Set the skew generator to a valid window around specific taps. Override the slave delay line to the specific tap. Repeat for several taps. Override to a tap outside the window, expect failing samples, repeat for higher and lower taps

Test_2

5

Temperature cycle

Change master and slave delay line taps to different delays. Emulate temperature rise and fall, use narrow DVW, and check for no failures and constant DQS placement within the data valid window. The delay line temperature emulation is done by changing the delay of each element.

Test_3

 

 

 

 

7

DVW measurement

Implement sequence for finding DVW width, use different DVW sizes.

Test_4

8

Frequency support

Check simple scenario across all the valid frequency range, vary delay line elements delay through slow, fast, typical process corners delay according to library specification

Test_5

9

Minimal frequency

Check for minimal frequency using fast process delay line elements delay. Check frequency out of the range; verify master locks for a maximal delay of the delay line.

Test_5

10

Maximal frequency

Check for maximal frequency using slow process; verify master lock with minimal delay.

Test_5

 

 

 

 

 

 

 

 

 

 

DDR Data valid window calculation

The DLL can be used to measure the data valid window of the interface. This functionality can use the slave override vector and a software sequence to determine the start and end tap of the valid window. Using software or hardware sequence, the user can perform the following actions:

1.    Set the delay line tap vector to a specific location using override feature.
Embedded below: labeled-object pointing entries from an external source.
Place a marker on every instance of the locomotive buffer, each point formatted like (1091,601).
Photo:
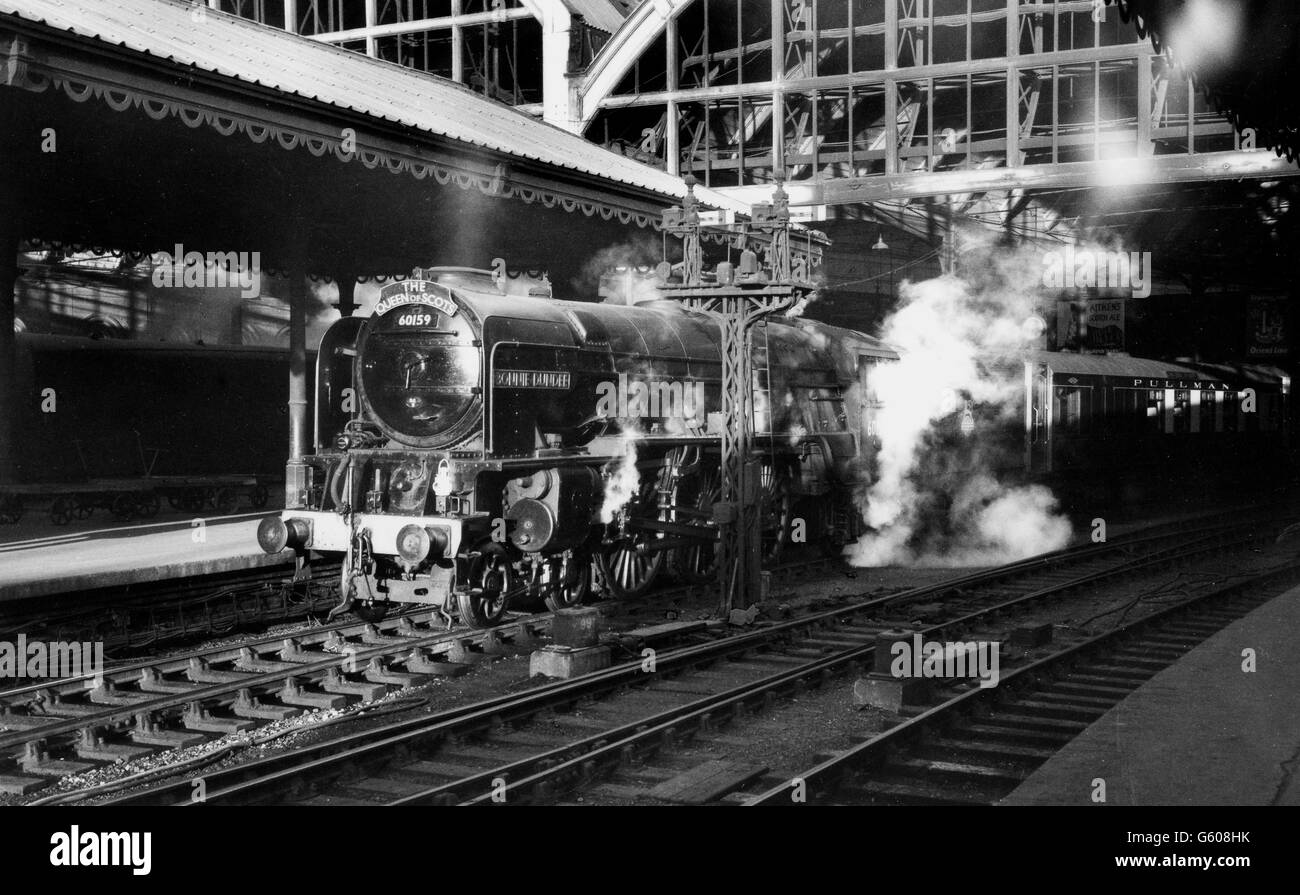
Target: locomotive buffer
(737,298)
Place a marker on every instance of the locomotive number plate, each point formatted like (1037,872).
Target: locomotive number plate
(531,379)
(417,319)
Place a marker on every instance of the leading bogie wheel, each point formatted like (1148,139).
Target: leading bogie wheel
(575,584)
(371,612)
(489,587)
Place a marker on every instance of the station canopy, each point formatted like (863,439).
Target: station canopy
(143,124)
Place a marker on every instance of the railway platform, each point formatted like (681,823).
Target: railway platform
(1205,731)
(39,560)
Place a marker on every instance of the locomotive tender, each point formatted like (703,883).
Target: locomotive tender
(477,448)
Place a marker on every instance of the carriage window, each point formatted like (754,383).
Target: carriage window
(1270,411)
(1181,418)
(1229,403)
(1156,411)
(1073,409)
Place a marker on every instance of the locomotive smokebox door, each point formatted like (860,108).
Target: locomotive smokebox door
(553,509)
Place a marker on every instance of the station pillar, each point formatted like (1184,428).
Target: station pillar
(295,472)
(739,298)
(11,208)
(8,347)
(346,282)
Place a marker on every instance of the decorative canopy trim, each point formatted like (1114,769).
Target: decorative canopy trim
(37,77)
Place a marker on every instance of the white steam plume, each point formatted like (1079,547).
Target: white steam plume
(936,500)
(623,481)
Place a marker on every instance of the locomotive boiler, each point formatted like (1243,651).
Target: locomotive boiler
(479,449)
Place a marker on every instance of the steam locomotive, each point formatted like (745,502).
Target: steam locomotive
(488,448)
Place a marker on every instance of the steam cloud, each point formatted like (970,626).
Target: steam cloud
(937,498)
(624,480)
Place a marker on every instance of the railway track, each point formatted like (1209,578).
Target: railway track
(976,746)
(537,744)
(56,729)
(155,613)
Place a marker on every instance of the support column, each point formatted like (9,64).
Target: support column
(346,293)
(8,360)
(297,472)
(11,227)
(557,102)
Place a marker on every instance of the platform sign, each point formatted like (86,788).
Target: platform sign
(1096,323)
(415,292)
(1106,323)
(1266,327)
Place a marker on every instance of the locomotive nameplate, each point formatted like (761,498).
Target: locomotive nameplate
(415,292)
(531,379)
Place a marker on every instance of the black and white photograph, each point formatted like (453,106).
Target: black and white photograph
(870,403)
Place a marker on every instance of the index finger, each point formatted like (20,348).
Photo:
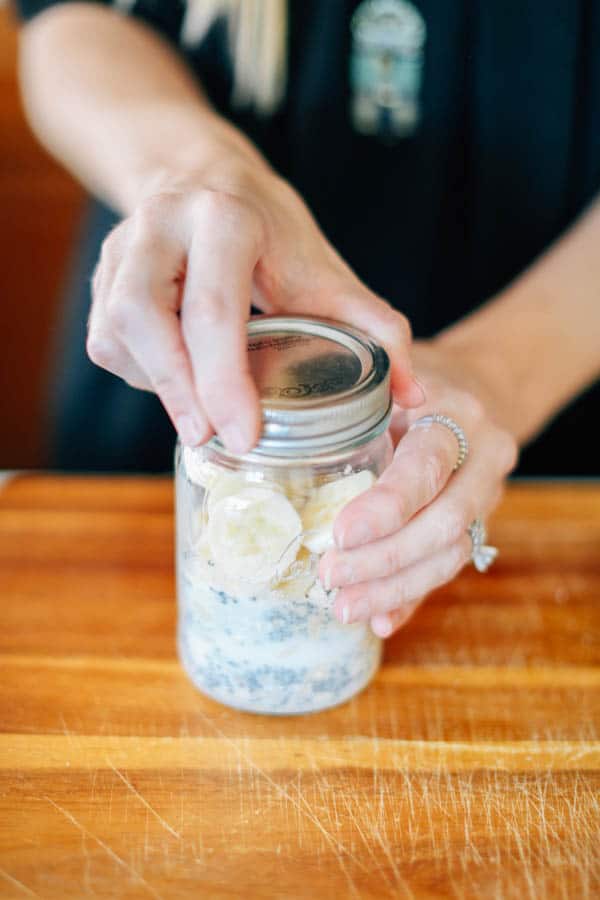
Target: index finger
(216,304)
(423,462)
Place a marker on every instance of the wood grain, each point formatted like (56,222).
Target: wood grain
(469,769)
(40,207)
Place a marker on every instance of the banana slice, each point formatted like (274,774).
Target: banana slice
(254,534)
(199,470)
(323,507)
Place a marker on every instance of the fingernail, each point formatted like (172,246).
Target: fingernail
(360,610)
(343,575)
(357,533)
(234,438)
(381,626)
(189,430)
(417,393)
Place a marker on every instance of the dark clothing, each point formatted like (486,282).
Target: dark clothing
(506,154)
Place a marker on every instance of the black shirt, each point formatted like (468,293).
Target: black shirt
(506,154)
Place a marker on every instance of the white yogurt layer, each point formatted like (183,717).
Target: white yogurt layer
(265,647)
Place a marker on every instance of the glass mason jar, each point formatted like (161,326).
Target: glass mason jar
(256,627)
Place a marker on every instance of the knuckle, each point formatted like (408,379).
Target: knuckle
(204,312)
(389,498)
(96,278)
(152,212)
(507,451)
(102,350)
(456,560)
(398,324)
(220,208)
(111,245)
(472,406)
(454,523)
(390,561)
(122,316)
(435,467)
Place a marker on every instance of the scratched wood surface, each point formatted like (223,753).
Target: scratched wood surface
(470,768)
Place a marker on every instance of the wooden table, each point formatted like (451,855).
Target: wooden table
(469,769)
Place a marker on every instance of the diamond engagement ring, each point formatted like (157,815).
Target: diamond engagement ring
(447,422)
(482,555)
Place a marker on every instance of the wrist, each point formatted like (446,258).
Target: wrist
(483,371)
(212,153)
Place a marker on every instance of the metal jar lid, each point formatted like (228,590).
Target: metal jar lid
(324,386)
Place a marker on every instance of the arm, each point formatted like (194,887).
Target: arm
(537,345)
(209,226)
(115,104)
(501,373)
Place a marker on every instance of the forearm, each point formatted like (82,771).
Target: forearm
(116,105)
(537,345)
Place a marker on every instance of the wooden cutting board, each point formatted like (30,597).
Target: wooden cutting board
(469,769)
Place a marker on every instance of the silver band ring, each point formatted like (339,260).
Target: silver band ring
(482,555)
(457,431)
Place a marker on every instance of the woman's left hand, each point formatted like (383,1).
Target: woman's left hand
(407,535)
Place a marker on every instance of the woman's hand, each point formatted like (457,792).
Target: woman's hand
(175,281)
(408,534)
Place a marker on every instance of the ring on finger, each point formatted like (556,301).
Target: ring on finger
(454,427)
(482,554)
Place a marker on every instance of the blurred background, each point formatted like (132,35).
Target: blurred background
(40,206)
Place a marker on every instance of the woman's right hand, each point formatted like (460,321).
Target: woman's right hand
(172,291)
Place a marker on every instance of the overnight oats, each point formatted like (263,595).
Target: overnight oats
(256,627)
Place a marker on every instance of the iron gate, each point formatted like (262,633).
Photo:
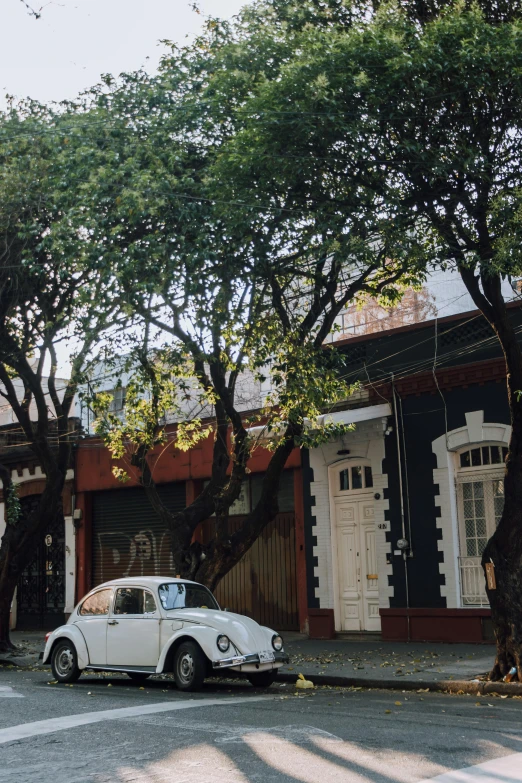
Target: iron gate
(41,589)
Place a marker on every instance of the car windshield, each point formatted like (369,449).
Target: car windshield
(177,595)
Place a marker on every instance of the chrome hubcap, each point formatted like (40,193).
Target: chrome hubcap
(64,662)
(186,667)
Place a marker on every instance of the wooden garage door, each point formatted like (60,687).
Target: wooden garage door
(263,585)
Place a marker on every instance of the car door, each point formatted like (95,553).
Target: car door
(133,633)
(92,622)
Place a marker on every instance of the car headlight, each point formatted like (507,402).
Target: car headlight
(223,642)
(277,642)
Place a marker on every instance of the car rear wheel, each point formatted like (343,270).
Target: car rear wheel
(64,662)
(138,676)
(190,666)
(263,679)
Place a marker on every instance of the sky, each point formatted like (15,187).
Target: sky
(74,41)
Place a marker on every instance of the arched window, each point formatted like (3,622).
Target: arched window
(480,495)
(355,477)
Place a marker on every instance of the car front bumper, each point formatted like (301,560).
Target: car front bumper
(239,660)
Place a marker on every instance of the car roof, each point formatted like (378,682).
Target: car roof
(144,581)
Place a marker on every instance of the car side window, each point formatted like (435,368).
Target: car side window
(129,600)
(150,603)
(96,604)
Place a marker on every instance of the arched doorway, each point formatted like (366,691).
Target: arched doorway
(354,551)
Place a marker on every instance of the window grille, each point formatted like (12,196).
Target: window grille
(355,477)
(480,495)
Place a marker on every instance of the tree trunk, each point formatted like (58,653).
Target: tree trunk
(7,588)
(504,549)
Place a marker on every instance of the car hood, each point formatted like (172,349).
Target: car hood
(245,633)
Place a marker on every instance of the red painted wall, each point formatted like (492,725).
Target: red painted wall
(93,472)
(94,465)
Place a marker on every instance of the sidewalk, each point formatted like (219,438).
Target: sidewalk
(457,668)
(29,644)
(397,665)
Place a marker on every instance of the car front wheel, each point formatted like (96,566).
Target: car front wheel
(64,662)
(190,666)
(263,679)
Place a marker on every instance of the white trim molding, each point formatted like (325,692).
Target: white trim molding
(475,432)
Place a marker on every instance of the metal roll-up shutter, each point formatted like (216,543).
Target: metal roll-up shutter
(128,538)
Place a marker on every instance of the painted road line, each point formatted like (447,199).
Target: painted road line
(8,693)
(507,769)
(51,725)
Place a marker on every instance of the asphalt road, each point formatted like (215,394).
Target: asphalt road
(108,729)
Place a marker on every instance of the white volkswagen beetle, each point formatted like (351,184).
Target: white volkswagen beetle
(150,625)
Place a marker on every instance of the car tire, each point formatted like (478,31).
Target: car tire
(263,679)
(190,666)
(138,676)
(64,662)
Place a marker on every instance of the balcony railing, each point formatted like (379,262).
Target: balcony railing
(472,582)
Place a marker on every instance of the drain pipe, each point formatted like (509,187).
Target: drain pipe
(401,492)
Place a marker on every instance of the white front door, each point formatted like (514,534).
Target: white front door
(357,566)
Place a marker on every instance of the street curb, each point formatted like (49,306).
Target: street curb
(449,686)
(19,660)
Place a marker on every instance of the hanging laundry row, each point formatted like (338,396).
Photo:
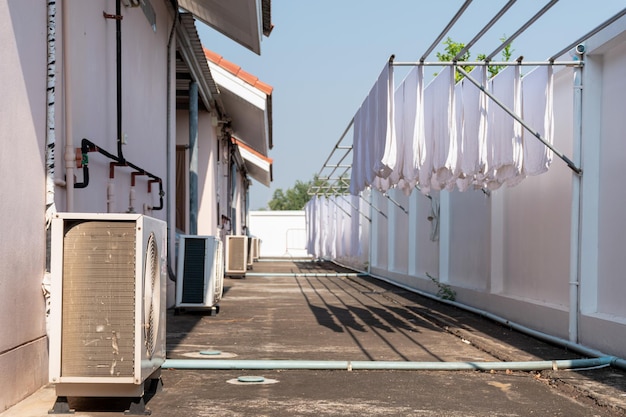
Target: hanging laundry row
(333,227)
(450,135)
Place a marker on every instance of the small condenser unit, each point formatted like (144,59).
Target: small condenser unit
(200,272)
(236,262)
(108,303)
(256,248)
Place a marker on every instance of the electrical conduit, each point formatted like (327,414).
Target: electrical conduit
(575,347)
(225,364)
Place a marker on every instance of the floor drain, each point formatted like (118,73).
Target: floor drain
(210,352)
(252,380)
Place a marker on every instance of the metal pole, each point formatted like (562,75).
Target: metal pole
(521,29)
(588,35)
(446,29)
(571,164)
(485,63)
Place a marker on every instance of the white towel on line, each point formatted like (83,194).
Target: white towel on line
(538,113)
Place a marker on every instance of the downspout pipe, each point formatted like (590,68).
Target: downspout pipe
(557,341)
(118,47)
(227,364)
(70,162)
(193,158)
(574,277)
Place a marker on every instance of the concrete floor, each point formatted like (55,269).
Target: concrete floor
(272,315)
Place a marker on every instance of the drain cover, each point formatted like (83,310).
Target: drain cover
(252,380)
(210,352)
(256,379)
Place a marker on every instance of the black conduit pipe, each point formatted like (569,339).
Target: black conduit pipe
(118,40)
(87,146)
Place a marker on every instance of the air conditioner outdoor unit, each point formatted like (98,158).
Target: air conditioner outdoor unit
(200,272)
(256,248)
(236,262)
(108,304)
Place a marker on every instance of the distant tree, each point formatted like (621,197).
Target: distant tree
(452,49)
(296,197)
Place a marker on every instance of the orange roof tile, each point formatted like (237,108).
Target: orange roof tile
(238,72)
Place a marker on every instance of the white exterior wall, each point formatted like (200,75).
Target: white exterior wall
(207,176)
(90,51)
(23,345)
(93,114)
(282,233)
(207,169)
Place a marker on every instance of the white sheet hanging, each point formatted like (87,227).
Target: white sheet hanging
(440,131)
(538,112)
(473,130)
(411,125)
(505,133)
(374,143)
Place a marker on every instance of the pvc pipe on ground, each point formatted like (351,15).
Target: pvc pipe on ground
(220,364)
(302,274)
(575,347)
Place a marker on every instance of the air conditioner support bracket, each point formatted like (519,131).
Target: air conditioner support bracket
(61,406)
(138,405)
(137,408)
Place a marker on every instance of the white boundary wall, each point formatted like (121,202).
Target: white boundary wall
(509,253)
(282,233)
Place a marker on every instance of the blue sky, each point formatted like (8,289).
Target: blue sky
(323,56)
2.    Perform read transactions on the interface, using BIST or any other mechanism.

3.    Mark the result for the specific tap

4.    Repeat for all taps

The result would be a list of taps that pass the interface testing composing all the locations where the DQS can be allocated in relation to the DQ data bits and still pass the DDR read transaction.

Converting the results from a number of taps to actual delay requires deeper understanding of the delay line structure; please contact us for help on this subject.

DDR valid window sampling optimization

DQS-DQ diagram

The allocation of the DQS sampling strobe at the middle of the data valid window can potentially improve the performance of the DDR interface. After the data valid window taps are mapped using the slave override feature, the offset of the data valid widow center to the measured ¼ cycle from the master output can be derived. This offset can be used for placing the DQS strobe at the center of the data valid window through the slave offset feature. Using the offset feature will maintain the tracking capability of the master over the temperature changes while keeping the strobe as close as possible to the data valid window center.